Agregar-se-iam ao seu governo, à base do “é dando que se recebe”, nas palavras do falecido deputado Roberto Cardoso Alves, personagens que são figurinhas carimbadas em prontuários policiais. São atores da “velha política”, que condicionaram a adesão ao governo do condottiero à rolagem da cabeça do próprio justiceiro das araucárias. Ademais, como poderia alguém ser “antiestablishment”, se busca garrotear a polícia judiciária, “órgão de Estado”, de acordo com a Constituição (como há pouco recordamos), cuja função seria dar suporte aos magistrados, no desempenho da jurisdição, e não ser instrumento de bisbilhotice de um chefe de governo?
Ambos, no entanto, têm algo em comum: a seus respectivos modos, atuam no sentido de implementar interesses dessa entidade abstrata rotulada como “mercado”, isto é, os que vivem da renda propiciada pela reprodução do capital. Os dois se colocam como pretendentes ao posto de preposto-mor, a gerir negócios, na periferia do capitalismo, de uns poucos a quem a fortuna proporcionou a felicidade que sequer precisa ser buscada, como imaginava Thomas Jefferson . Visam ambos à desconstrução do estado de bem-estar social que se tentou, precariamente, erigir por meio da Constituição de 88, e à sua substituição pelo “Estado-gendarme”, o guarda sempre vigilante na defesa da propriedade privada e da execução dos contratos, pelos quais se viabiliza a circulação de mercadorias.

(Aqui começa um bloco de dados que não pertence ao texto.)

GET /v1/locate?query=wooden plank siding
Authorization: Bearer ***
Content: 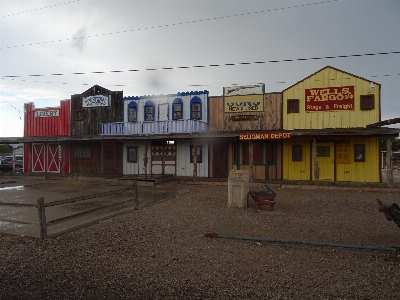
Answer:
[71,141,123,175]
[283,66,380,130]
[209,93,282,132]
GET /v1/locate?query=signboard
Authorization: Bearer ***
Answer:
[239,132,292,140]
[336,141,350,164]
[304,86,354,111]
[224,83,265,113]
[224,95,264,113]
[224,83,265,96]
[35,109,60,118]
[82,95,111,107]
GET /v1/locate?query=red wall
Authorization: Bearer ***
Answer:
[24,100,71,137]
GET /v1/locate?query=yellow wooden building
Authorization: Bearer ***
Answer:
[282,66,398,182]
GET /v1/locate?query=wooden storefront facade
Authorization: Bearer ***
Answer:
[70,85,123,175]
[209,85,282,180]
[24,100,70,174]
[283,66,397,182]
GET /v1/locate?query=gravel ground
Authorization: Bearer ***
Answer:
[0,183,400,299]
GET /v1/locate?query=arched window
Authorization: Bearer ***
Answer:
[172,98,183,120]
[128,101,137,122]
[190,96,202,119]
[144,100,154,121]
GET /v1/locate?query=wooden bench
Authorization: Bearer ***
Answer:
[247,185,276,211]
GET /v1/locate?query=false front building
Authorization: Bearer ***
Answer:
[101,91,208,177]
[283,66,398,182]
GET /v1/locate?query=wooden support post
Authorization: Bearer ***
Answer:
[313,138,319,184]
[192,139,197,181]
[249,141,254,182]
[386,137,393,188]
[143,141,149,177]
[133,180,139,209]
[37,197,47,240]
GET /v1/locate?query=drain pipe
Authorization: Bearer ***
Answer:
[205,232,400,252]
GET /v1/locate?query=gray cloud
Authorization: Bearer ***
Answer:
[72,27,88,52]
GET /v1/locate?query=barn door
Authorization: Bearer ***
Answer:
[32,144,46,172]
[151,141,176,175]
[46,144,61,173]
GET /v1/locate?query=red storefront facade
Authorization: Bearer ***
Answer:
[24,100,71,173]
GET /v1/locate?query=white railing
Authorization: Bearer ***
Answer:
[100,120,208,135]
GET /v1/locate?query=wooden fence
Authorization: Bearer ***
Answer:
[0,180,139,240]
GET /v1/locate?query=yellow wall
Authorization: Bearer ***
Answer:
[283,67,380,130]
[283,139,311,180]
[283,137,381,182]
[336,137,381,182]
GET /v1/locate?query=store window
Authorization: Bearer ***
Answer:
[172,98,183,120]
[190,145,203,163]
[292,145,303,161]
[128,102,137,122]
[144,101,154,121]
[72,148,92,159]
[126,146,139,163]
[190,96,202,119]
[287,99,299,114]
[75,110,83,121]
[354,144,365,162]
[317,146,331,157]
[360,95,375,110]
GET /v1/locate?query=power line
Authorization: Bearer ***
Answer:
[0,0,338,50]
[2,51,400,78]
[0,98,22,120]
[1,69,400,87]
[1,0,79,18]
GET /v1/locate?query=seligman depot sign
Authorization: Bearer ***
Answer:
[239,132,292,140]
[304,86,354,111]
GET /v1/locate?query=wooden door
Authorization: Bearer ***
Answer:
[151,141,176,175]
[46,144,61,173]
[312,142,335,181]
[32,144,46,172]
[103,145,117,174]
[213,143,229,178]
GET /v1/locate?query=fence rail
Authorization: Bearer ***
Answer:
[100,120,208,136]
[0,180,139,240]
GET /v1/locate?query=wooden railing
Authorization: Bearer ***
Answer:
[100,120,208,135]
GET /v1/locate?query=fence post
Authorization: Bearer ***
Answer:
[37,197,47,240]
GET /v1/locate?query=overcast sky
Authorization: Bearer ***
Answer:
[0,0,400,137]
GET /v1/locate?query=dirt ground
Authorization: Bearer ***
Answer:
[0,175,400,299]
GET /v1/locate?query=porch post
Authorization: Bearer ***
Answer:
[313,138,319,184]
[143,141,149,177]
[192,139,197,181]
[249,140,254,182]
[386,137,393,188]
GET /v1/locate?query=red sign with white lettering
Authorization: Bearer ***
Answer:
[304,86,354,111]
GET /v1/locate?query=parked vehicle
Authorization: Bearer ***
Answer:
[0,155,24,172]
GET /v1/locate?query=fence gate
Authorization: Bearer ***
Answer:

Alimentam-se, ambos, na disputa, de sentimentos de impotência e desesperança de significativos segmentos sociais, os quais, sem nenhuma formação ou informação, correm atrás de profetas; acreditam em super-heróis, mitos, um ou outro messias, salvadores da pátria ou demiurgos como os únicos capazes de evitar o encalacro da déblâcle econômica e social em que estamos metidos. Em seus altares a liberdade e a autonomia são depositadas, na esperança, em troca, de algum milagre para os desassossegos da vida.
As audiências digitalmente robustecidas fortaleceram-lhes a vaidade. Imaginando-se então profetas de uma tal de civilização judaico-cristã, deveriam, pois, ler a passagem do Eclesiastes, segundo a qual “tudo é vaidade; não há nada de novo sob o sol”. Segue-se-lhe o seguinte trecho do mesmo livro a merecer, também, a reflexão dos profetas: “A injustiça ocupa o lugar do direito, e a iniquidade ocupa o lugar da justiça” (Ecl. 3-16).
O curioso é que ambos não profetizam o futuro; incensam o conservadorismo. Haveria diferenças entre eles? Parafraseando Isaac Deutscher, percebo que o justiceiro tornou-se um “profeta desarmado” e o protodéspota nada esclarecido busca, agora, facilitar a distribuição de munição não rastreável para o seu séquito de fanáticos e provocadores.
Que o digam os jornalistas recentemente agredidos frente ao Palácio do Planalto, que, por certo, melhor entenderiam o que diz ainda o Eclesiastes: “Eis aqui as lágrimas dos oprimidos e não há ninguém para consolá-los. Seus opressores fazem-lhes violência e não há ninguém para consolá-los” (Ecl. 4-1).